The Palestinian government on Sunday decried incursions by Israeli settlers and government ministers into East Jerusalems flashpoint Al-Aqsa Mosque compound. Meanwhile, a group of Israeli settlers attacked, on Monday at dawn, many homes in Orif village, south of Nablus, in the northern part of the occupied West Bank.

Hawzah News Agency (Occupied Territories of Palestine) - In a statement, government spokesman Youssef al-Mahmoud described the incursions as "part of an Israeli scheme to inflame the region by triggering a religious war”.

He described the repeated incursions as a "hellish crime".

 

 

On Sunday, Israeli Agriculture Minister Uri Ariel and dozens of Israeli settlers forced their way into the flashpoint compound.

Firas al-Dibs, head of the Public Relations and Media Department at the Islamic Endowment (Waqf), said that Ariel, along with dozens of Israeli settlers, stormed the Al-Aqsa Mosque compound under the heavy protection of Israeli forces.

 

 

Al-Dibs also mentioned that Ariel along with the Israeli settlers entered through the Moroccan Gate and toured the compound in a provocative fashion.

Al-Dibs added that a large number of Israeli forces were deployed across the compound.

 

 

Ariel had previously stormed the compound in September.

In another incident, Ghassan Daghlas, a Palestinian official who monitors Israel's activities in northern West Bank, said the Israeli settler assailants came from the Yitzhar colony, which was built on illegally confiscated Palestinian lands.

 

 

He added that the assailants hurled stones and objects at homes, in the eastern neighborhood of Orif village, south of Nablus, hundreds of meters away from the illegal colony.

Daghlas also said the colonists tried to burn an agricultural tractor, but were noticed before they managed to carry the attack out.

 

 

The official said the residents from the Local Guards Committees, which is a group of unarmed volunteers from the village, notice the assailants and chased them out of their village.

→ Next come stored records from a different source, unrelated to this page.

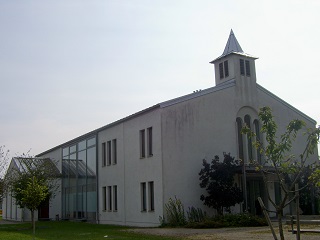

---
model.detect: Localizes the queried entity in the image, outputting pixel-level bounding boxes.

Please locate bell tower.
[210,29,258,85]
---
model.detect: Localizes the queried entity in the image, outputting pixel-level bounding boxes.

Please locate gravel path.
[129,226,320,240]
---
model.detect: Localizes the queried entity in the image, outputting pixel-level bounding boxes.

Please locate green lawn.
[0,221,179,240]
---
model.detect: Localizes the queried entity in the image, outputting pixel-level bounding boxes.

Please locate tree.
[12,176,49,235]
[199,153,243,215]
[5,156,59,237]
[0,146,9,203]
[242,107,320,240]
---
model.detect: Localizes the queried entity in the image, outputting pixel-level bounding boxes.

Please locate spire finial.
[222,29,243,55]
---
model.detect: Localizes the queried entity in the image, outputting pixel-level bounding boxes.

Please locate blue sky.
[0,0,320,156]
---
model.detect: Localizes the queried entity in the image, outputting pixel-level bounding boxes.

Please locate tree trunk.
[31,210,36,239]
[277,210,284,240]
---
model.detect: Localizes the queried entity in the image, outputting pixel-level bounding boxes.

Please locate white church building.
[3,31,317,226]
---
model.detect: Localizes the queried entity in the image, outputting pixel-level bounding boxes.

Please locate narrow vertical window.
[219,63,224,78]
[253,120,262,163]
[112,139,117,164]
[107,141,111,165]
[223,61,229,77]
[148,182,154,211]
[140,129,146,158]
[108,186,112,211]
[102,187,107,211]
[147,127,153,157]
[113,185,118,211]
[237,118,244,160]
[101,143,107,167]
[274,182,282,204]
[141,182,147,212]
[240,59,245,75]
[246,60,250,76]
[244,115,253,161]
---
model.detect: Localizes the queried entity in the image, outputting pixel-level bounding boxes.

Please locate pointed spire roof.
[210,29,257,63]
[222,29,243,55]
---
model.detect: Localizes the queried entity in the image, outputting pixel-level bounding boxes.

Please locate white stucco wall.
[98,109,163,226]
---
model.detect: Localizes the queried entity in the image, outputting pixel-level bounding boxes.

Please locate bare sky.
[0,0,320,156]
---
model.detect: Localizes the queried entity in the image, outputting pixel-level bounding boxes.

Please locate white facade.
[4,32,317,226]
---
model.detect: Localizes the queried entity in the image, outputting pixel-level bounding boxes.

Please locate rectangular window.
[141,182,147,212]
[102,143,107,167]
[108,186,112,211]
[102,187,107,211]
[112,139,117,164]
[140,129,146,158]
[148,182,154,211]
[223,61,229,77]
[113,185,118,211]
[147,127,153,157]
[107,141,111,165]
[240,59,245,75]
[246,60,250,76]
[219,63,224,79]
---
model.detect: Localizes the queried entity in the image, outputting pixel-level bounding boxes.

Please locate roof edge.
[257,83,317,125]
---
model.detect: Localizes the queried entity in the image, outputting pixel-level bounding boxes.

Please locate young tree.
[6,156,60,235]
[12,176,49,235]
[199,153,243,215]
[0,146,9,203]
[242,107,320,240]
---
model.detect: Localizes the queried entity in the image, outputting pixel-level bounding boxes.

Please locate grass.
[0,221,179,240]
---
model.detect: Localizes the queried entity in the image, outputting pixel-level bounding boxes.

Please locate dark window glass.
[140,129,146,158]
[141,182,147,212]
[240,59,245,75]
[147,127,153,157]
[112,139,117,164]
[237,118,244,160]
[246,60,250,76]
[102,143,107,166]
[224,61,229,77]
[149,182,154,211]
[219,63,224,78]
[113,185,118,211]
[108,186,112,211]
[253,120,262,163]
[107,141,111,165]
[244,115,253,161]
[102,187,107,211]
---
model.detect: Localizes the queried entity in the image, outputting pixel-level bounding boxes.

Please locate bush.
[186,214,267,228]
[187,207,207,223]
[160,197,187,227]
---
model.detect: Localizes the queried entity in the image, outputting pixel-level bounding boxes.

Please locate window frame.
[107,140,112,166]
[140,182,147,212]
[113,185,118,212]
[139,129,146,158]
[102,186,107,212]
[148,181,155,212]
[101,142,107,167]
[223,60,229,77]
[111,138,118,165]
[107,186,112,212]
[147,127,153,157]
[219,62,224,79]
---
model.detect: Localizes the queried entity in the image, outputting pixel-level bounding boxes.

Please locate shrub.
[187,207,207,223]
[214,214,267,227]
[160,197,187,227]
[186,214,267,228]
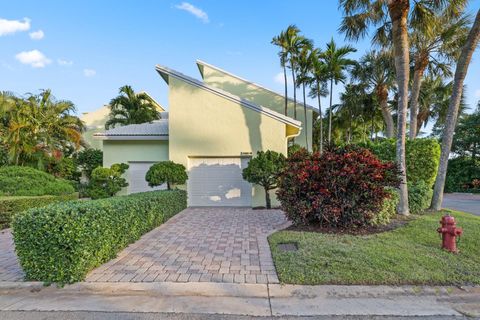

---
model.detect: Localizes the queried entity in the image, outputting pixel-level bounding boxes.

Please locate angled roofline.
[155,64,302,129]
[196,59,318,112]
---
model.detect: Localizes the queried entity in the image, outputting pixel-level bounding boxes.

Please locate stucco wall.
[103,140,168,194]
[203,65,313,150]
[169,77,287,206]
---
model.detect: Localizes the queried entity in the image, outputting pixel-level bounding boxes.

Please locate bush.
[145,161,188,190]
[12,190,187,283]
[242,150,285,209]
[0,193,78,230]
[361,138,440,186]
[408,181,433,214]
[0,166,75,196]
[277,147,399,228]
[87,163,128,199]
[445,157,480,192]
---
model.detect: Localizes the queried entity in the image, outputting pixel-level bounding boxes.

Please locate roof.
[155,65,302,128]
[196,60,318,112]
[94,119,168,140]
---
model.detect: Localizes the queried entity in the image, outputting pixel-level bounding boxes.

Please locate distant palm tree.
[105,85,160,130]
[322,38,357,143]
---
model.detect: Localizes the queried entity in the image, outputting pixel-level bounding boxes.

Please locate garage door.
[188,158,252,207]
[128,162,167,193]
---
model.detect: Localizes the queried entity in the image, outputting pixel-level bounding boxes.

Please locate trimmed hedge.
[0,166,75,196]
[12,190,187,284]
[360,138,440,187]
[0,193,78,230]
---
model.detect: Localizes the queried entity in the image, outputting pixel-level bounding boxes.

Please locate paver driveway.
[86,208,287,283]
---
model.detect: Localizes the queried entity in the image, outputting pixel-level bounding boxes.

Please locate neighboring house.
[95,62,312,207]
[80,91,165,150]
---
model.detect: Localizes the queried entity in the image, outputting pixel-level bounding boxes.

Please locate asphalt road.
[0,311,472,320]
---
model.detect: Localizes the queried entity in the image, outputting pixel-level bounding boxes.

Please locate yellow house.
[95,61,313,207]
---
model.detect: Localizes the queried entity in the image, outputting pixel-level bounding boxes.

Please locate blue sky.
[0,0,480,113]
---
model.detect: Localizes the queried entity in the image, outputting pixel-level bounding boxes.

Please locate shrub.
[0,193,78,229]
[445,157,480,192]
[88,163,128,199]
[76,148,103,179]
[12,190,187,283]
[242,150,285,209]
[277,147,399,228]
[145,161,188,190]
[408,181,433,214]
[0,166,75,196]
[361,138,440,186]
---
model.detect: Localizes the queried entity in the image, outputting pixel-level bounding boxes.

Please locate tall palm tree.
[431,10,480,210]
[409,8,468,139]
[271,31,288,115]
[105,85,160,130]
[352,50,395,138]
[322,38,357,143]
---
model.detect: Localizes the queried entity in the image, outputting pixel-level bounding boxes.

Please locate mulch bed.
[285,215,415,236]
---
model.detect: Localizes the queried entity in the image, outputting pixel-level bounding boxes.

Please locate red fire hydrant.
[437,213,463,253]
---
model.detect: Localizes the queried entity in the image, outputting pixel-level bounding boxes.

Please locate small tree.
[243,150,285,209]
[88,163,128,199]
[145,161,188,190]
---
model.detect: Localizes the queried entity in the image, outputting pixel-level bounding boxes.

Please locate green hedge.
[12,190,187,284]
[362,138,440,187]
[0,193,78,230]
[0,166,75,196]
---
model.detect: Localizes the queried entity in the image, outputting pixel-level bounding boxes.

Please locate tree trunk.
[317,80,323,154]
[328,78,333,144]
[430,10,480,210]
[377,86,395,138]
[302,83,309,150]
[388,0,410,215]
[409,55,428,140]
[265,188,272,209]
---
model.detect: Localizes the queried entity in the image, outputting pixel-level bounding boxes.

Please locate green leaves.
[13,190,187,284]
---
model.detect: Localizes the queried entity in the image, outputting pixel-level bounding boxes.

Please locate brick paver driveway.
[86,208,287,283]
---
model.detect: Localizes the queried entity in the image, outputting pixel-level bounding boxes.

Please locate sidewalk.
[0,282,480,317]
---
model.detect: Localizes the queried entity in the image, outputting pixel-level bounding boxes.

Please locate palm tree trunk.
[317,81,323,154]
[388,0,410,215]
[430,10,480,210]
[377,86,395,138]
[409,57,428,139]
[328,78,333,144]
[302,83,309,150]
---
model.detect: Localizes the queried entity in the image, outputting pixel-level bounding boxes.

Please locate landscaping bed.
[269,211,480,285]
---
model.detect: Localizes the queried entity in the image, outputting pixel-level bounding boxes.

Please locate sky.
[0,0,480,114]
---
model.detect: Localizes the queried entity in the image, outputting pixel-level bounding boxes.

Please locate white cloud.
[83,69,97,77]
[0,18,30,37]
[15,50,52,68]
[273,72,293,85]
[57,59,73,67]
[29,30,45,40]
[175,2,210,23]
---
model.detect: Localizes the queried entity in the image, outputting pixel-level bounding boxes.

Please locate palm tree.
[322,38,357,143]
[271,31,288,115]
[409,9,468,139]
[352,51,395,138]
[431,10,480,210]
[105,85,160,130]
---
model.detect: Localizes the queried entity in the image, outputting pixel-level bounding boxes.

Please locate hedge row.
[12,190,187,283]
[0,193,78,230]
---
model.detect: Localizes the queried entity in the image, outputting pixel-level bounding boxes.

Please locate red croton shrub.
[277,147,400,228]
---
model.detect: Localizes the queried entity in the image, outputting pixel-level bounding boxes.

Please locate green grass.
[269,212,480,285]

Owners of three of the attacked homes have been identified as Samir Hashash, Ahmad Shehada and Monir an-Nouri.

 

 

For Muslims, Al-Aqsa represents the world's third holiest site. Jews, for their part, refer to the area as the "Temple Mount," claiming it was the site of two Jewish temples in ancient times.

Israel occupied East Jerusalem, in which the Al-Aqsa is located, during the 1967 Middle East War. It formally annexed the entire city in 1980, claiming it as its capital in a move never recognized by the international community.

 

 

In late 2015, Israeli Prime Minister Benjamin Netanyahu had banned government ministers and MPs from entering the Al-Aqsa compound in an effort to calm tensions that had erupted across the Israeli-occupied West Bank following repeated incursions by Jewish settlers into the site.

But in June, Netanyahu lifted the ban, allowing members of the Knesset (Israel's parliament) to visit the flashpoint site once every three months.